Drug Repurposing for COVID-19 Treatment by Integrating Network Pharmacology and Transcriptomics

Pharmaceutics 2021, 13(4), 545; https://doi.org/10.3390/pharmaceutics13040545
by Dan-Yang Liu 1, Jia-Chen Liu 2, Shuang Liang 2, Xiang-He Meng 2, Jonathan Greenbaum 3, Hong-Mei Xiao 2, Li-Jun Tan 1,* and Hong-Wen Deng 1,2,3,*
Reviewer 1: Anonymous
Pharmaceutics 2021, 13(4), 545; https://doi.org/10.3390/pharmaceutics13040545
Submission received: 10 February 2021 / Revised: 25 March 2021 / Accepted: 26 March 2021 / Published: 14 April 2021
(This article belongs to the Special Issue In Silico Strategies for Prospective Drug Repositionings)

Round 1

Reviewer 1 Report

The authors present a robust and straightforward strategy to evaluate drug and drug combo candidates for diseases, specifically for COVID in this manuscript. The authors leveraged the protein-protein interaction network as the background network to then evaluate covid-related genes (acquired from recent single cell covid studies) and their overlap/distance with drug-target subnetworks.
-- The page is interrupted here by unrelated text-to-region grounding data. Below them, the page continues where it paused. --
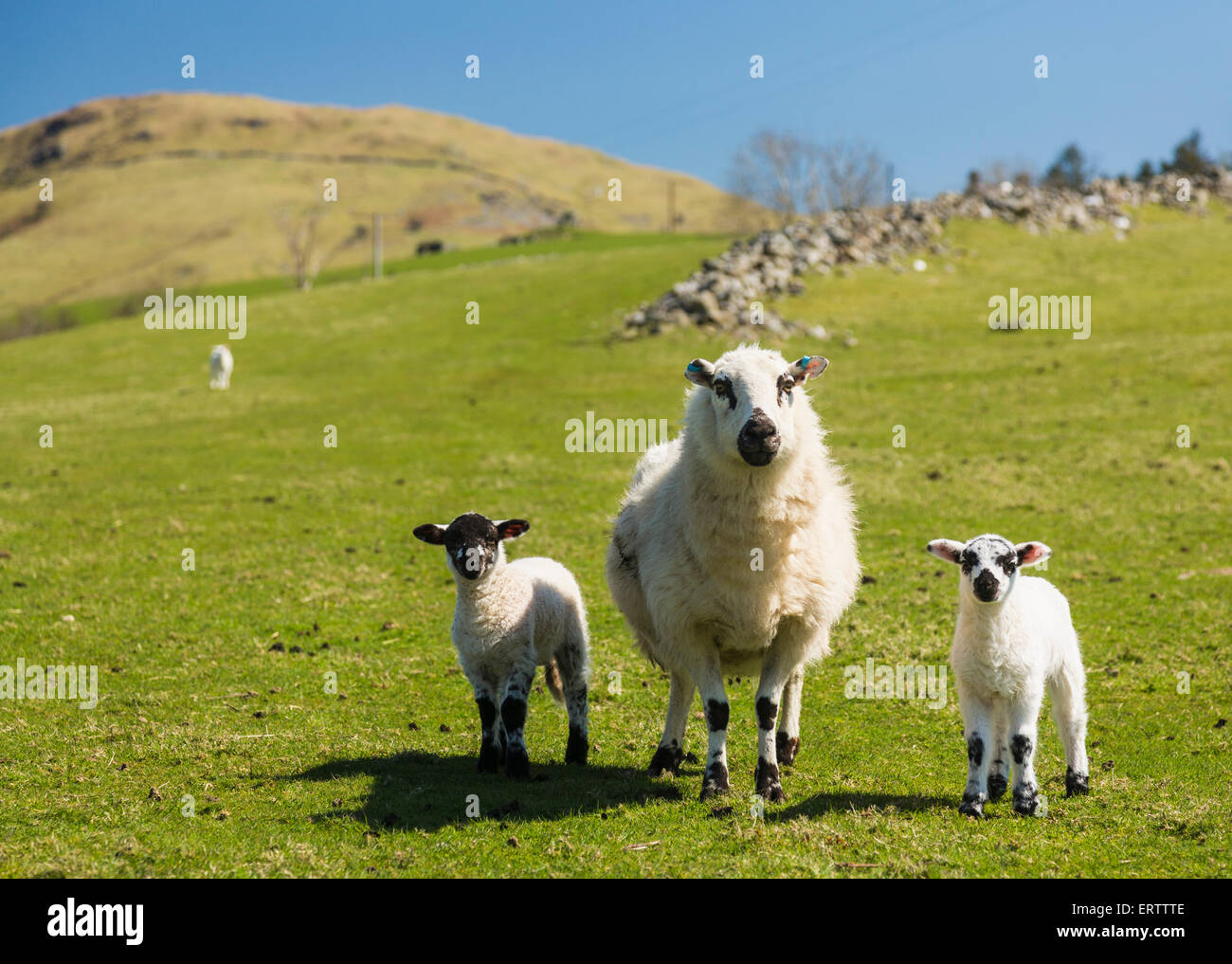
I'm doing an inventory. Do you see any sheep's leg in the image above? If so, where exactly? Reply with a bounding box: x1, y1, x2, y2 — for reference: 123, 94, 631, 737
647, 672, 695, 776
1048, 664, 1091, 796
697, 656, 732, 800
500, 646, 534, 776
752, 648, 797, 803
958, 692, 993, 817
1009, 697, 1042, 816
775, 667, 805, 766
475, 682, 505, 773
555, 633, 590, 764
988, 706, 1009, 801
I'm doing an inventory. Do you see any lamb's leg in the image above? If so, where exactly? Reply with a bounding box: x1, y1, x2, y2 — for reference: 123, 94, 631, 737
647, 673, 695, 776
500, 646, 534, 776
988, 706, 1009, 801
555, 633, 590, 764
752, 648, 795, 803
695, 656, 732, 800
1009, 694, 1042, 816
775, 667, 805, 766
958, 692, 993, 817
1048, 661, 1091, 796
475, 682, 505, 773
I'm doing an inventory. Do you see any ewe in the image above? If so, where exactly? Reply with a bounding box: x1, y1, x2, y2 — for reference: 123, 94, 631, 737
209, 345, 235, 389
928, 535, 1088, 817
607, 346, 860, 800
415, 512, 590, 776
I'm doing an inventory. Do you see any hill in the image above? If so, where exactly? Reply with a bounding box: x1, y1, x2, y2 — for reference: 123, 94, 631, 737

This allowed for a quantitative strategy to prioritize drug combination candidates using data-driven (drug-target) and knowledge base driven (ppi) resources, which could be applied to any drug combo/subnetwork combo application. This manuscript is aptly suited for general interest of the broad readership and is deserving of publication after addressing the following comments:

Methods:

Section 2.1: After the first sentence, it is essential to add a bit more detail as to how the covid-19 DE gene list was assembled from this recent scRNAseq publication (GSE150728). Did you combine all cell-specific DE tables from their supplementary tables and use all unique genes to get the ~1000 genes? If so, please the specific supplementary tables/info that was used from this publication to assemble the list. It may also be worth mentioning in the methods how many genes came from each cell type and what cell types were included.
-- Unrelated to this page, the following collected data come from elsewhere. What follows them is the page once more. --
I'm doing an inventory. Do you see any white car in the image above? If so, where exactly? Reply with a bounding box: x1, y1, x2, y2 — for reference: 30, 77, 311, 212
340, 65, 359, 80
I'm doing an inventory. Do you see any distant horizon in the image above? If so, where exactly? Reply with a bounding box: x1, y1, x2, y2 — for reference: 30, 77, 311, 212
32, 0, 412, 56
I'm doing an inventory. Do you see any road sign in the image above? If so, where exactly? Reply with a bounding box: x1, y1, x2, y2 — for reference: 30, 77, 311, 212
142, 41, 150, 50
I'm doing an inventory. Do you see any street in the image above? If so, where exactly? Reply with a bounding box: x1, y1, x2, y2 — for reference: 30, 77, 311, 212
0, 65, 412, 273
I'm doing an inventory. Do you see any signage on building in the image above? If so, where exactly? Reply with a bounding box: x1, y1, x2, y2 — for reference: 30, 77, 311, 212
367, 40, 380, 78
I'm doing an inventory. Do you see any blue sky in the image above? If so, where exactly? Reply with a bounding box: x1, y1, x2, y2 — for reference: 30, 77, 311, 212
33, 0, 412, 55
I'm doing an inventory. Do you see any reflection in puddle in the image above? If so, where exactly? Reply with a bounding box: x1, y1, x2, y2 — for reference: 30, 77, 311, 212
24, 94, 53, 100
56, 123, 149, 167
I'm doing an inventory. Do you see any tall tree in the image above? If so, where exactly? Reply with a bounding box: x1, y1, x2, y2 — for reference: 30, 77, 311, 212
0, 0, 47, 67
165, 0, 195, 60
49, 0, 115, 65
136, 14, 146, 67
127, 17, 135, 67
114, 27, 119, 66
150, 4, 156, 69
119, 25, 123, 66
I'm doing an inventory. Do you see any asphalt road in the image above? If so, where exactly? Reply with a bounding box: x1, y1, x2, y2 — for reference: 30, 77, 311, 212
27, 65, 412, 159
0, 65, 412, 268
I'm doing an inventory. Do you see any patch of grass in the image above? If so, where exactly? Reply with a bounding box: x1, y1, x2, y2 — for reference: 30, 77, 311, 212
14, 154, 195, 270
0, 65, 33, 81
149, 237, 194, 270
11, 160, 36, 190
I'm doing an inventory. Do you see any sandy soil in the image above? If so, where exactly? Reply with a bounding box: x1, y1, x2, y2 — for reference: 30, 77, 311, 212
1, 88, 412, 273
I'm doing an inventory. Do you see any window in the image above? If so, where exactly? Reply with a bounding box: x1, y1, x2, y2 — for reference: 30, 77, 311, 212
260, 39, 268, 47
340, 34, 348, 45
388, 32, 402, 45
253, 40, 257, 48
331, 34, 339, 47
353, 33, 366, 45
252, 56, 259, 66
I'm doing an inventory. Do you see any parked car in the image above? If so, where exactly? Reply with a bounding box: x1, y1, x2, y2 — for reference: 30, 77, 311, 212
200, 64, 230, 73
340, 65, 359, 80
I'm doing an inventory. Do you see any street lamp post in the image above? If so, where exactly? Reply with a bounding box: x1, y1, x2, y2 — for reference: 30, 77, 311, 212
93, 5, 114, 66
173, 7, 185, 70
If it was generated de novo, it would be required to add your scRNAseq analysis method to this section.

Results

Section 3.3: After GSEA analysis, there only remained 18 drugs that passed the filtering criteria. It would be interesting to analyze the specific covid genes that were enriched in those 18 drugs gene lists, considering many of the setSizes (column D of Supp Table 4) are small. Specifically, please report how many total unique genes of the 800+ covid19 genes were enriched in all of the 18 drugs. For example, this could help answer if it is the same 20-50 genes that always show up that are involved in many different processes, and may allude to a common process. Also, it'd be worth reporting this same number for all drugs or the drugs that aren't significant at the given threshold. This would help provide a view of the general potentail of how many covid19 genes could be enriched. 
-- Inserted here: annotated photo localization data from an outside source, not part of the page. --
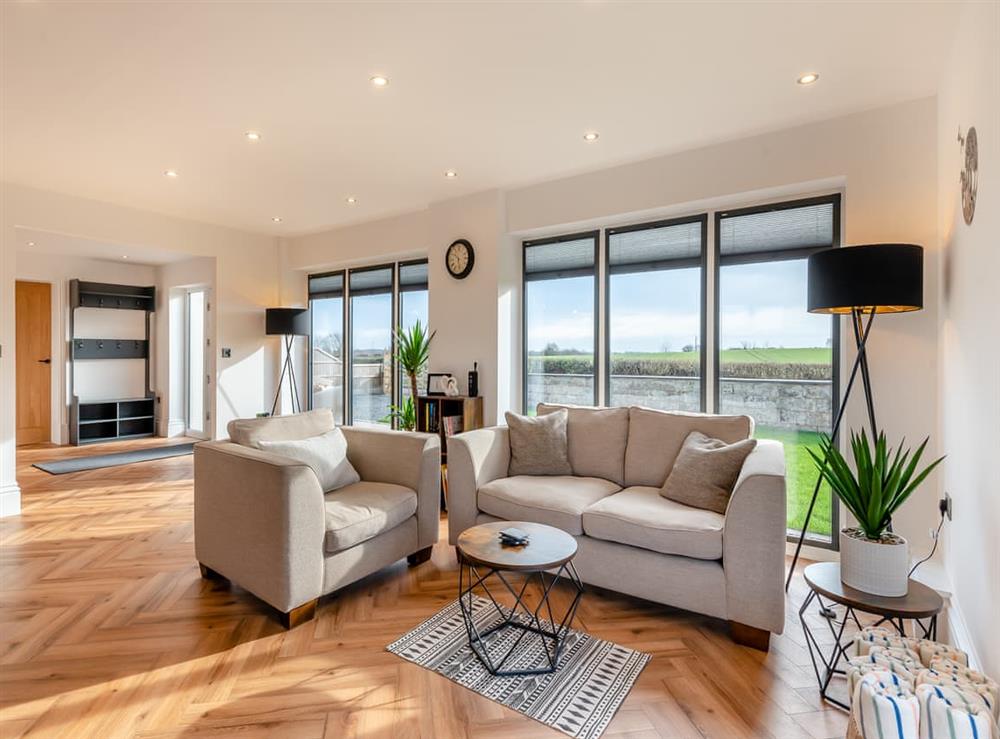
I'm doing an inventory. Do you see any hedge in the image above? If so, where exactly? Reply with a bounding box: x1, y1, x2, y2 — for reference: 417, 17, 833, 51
528, 356, 831, 380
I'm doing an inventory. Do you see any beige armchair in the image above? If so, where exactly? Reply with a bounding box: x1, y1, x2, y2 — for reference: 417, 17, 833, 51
194, 409, 441, 628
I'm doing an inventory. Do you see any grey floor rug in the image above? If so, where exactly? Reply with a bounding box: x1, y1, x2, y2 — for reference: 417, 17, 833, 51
386, 597, 650, 739
32, 442, 194, 475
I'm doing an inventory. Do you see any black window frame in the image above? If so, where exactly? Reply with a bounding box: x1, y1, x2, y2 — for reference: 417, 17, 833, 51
521, 229, 601, 414
595, 213, 708, 413
306, 269, 350, 424
712, 193, 842, 551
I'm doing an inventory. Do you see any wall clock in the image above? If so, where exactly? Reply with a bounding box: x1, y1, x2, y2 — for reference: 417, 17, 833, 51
444, 239, 476, 280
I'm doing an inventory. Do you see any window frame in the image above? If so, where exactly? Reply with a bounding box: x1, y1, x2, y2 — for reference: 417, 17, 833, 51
712, 192, 842, 551
521, 229, 601, 414
595, 213, 708, 413
306, 269, 350, 426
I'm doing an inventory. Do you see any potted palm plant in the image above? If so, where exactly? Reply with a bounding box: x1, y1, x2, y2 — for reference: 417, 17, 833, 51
808, 430, 944, 597
383, 320, 437, 431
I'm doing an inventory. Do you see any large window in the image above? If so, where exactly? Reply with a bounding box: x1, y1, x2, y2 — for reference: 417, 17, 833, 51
524, 231, 598, 414
605, 216, 706, 411
309, 271, 345, 423
348, 265, 395, 423
716, 197, 840, 542
309, 259, 428, 424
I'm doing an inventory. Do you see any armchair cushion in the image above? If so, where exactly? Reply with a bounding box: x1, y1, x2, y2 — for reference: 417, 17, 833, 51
479, 475, 619, 536
323, 482, 417, 554
583, 486, 726, 559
Related to this, given that the covid genes came from the single cell study that included myleoid cell types and considering the THP-1 cells influence on prioritization (as the authors rightly mention in discussion), it would be interesting to check to see if that aggregate list of "drug-enriched covid19 genes" from the 18 drugs are enriched for a specific cell type(s). This could be done using the author's method, by using the DE gene list per cell type (from the covid scRNAseq paper) as input lists (instead of LINC gene lists) for GSEA and use this newly assembled "drug-enriched covid19 genes" as the gene set. This would provide a general way to check the bias/influence, or lack there of, of myeloid cell types/THP-1 on the output of this data.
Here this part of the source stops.